Local MALA-within-Gibbs for Bayesian image deblurring with total variation prior

TL;DR

This paper introduces a dimension-independent MALA-within-Gibbs sampling method for Bayesian image deblurring with TV prior, enabling efficient high-resolution image reconstruction by exploiting local structures.

Contribution

It develops a novel MALA-within-Gibbs algorithm that leverages local image structures and approximates TV to achieve dimension-independent convergence in high-dimensional Bayesian inference.

Findings

The proposed MLwG algorithm has dimension-independent acceptance rates.

MLwG demonstrates superior performance over standard MALA in high-resolution tests.

The method efficiently handles local dependencies in the posterior distribution.

Abstract

We consider Bayesian inference for image deblurring with total variation (TV) prior. Since the posterior is analytically intractable, we resort to Markov chain Monte Carlo (MCMC) methods. However, since most MCMC methods significantly deteriorate in high dimensions, they are not suitable to handle high resolution imaging problems. In this paper, we show how low-dimensional sampling can still be facilitated by exploiting the sparse conditional structure of the posterior.

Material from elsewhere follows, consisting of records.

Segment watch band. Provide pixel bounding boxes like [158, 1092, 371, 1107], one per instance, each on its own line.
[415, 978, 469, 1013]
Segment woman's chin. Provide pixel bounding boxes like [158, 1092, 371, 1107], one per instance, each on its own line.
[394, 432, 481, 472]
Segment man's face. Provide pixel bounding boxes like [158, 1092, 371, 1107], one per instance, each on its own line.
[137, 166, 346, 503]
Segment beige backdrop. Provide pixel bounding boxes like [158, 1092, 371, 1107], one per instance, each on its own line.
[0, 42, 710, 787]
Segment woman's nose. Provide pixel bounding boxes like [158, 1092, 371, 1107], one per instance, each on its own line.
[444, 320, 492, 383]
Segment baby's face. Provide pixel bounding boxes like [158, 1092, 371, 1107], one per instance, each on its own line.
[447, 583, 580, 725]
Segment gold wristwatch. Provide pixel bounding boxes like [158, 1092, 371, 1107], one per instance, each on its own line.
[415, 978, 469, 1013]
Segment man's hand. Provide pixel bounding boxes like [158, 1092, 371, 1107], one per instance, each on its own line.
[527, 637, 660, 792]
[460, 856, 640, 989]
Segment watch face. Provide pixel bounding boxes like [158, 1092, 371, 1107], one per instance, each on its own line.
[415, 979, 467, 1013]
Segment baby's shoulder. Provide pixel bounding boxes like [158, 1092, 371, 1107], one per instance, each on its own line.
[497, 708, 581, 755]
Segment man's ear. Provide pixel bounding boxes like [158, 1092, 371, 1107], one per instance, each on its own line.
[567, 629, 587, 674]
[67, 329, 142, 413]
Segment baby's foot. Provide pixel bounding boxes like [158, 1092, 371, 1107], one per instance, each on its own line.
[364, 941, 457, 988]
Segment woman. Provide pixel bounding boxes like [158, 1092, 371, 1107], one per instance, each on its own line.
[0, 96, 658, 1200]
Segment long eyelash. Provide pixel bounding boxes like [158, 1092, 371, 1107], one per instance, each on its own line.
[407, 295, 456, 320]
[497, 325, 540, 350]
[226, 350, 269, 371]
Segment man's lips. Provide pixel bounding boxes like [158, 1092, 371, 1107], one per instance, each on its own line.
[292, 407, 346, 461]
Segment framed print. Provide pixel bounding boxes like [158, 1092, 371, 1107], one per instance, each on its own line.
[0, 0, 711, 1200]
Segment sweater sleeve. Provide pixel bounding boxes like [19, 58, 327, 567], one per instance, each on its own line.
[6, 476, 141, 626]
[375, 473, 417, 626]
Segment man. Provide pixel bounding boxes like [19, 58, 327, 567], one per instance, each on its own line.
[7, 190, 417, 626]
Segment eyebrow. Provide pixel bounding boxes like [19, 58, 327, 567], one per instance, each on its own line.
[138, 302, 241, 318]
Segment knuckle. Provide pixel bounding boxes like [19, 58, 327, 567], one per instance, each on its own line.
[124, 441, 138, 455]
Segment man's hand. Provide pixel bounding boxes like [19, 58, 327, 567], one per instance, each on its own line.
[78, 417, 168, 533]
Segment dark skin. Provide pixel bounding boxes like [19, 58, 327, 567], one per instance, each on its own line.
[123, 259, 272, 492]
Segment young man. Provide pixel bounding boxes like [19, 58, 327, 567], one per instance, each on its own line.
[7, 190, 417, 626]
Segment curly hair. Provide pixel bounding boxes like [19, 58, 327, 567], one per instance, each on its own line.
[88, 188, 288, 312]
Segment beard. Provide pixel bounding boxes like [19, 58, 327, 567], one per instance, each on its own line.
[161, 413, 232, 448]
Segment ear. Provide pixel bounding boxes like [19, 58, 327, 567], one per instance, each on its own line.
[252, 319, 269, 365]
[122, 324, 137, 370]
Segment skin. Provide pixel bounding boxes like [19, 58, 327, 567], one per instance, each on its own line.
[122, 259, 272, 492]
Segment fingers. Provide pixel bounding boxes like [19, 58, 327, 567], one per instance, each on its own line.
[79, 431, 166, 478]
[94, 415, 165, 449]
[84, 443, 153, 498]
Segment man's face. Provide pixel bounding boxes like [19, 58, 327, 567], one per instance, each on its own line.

To this end, we make use of the local structures of the blurring operator and the TV prior by partitioning the image into rectangular blocks and employing a blocked Gibbs sampler with proposals stemming from the Metropolis-Hastings adjusted Langevin Algorithm (MALA). We prove that this MALA-within-Gibbs (MLwG) sampling algorithm has dimension-independent block acceptance rates and dimension-independent convergence rate. In order to apply the MALA proposals, we approximate the TV by a smoothed version, and show that the introduced approximation error is evenly distributed and dimension-independent. Since the posterior is a Gibbs density, we can use the Hammersley-Clifford Theorem to identify the posterior conditionals which only depend locally on the neighboring blocks. We outline computational strategies to evaluate the conditionals, which are the target densities in the Gibbs updates, locally and in parallel. In two numerical experiments, we validate the dimension-independent properties of the MLwG algorithm and demonstrate its superior performance over MALA.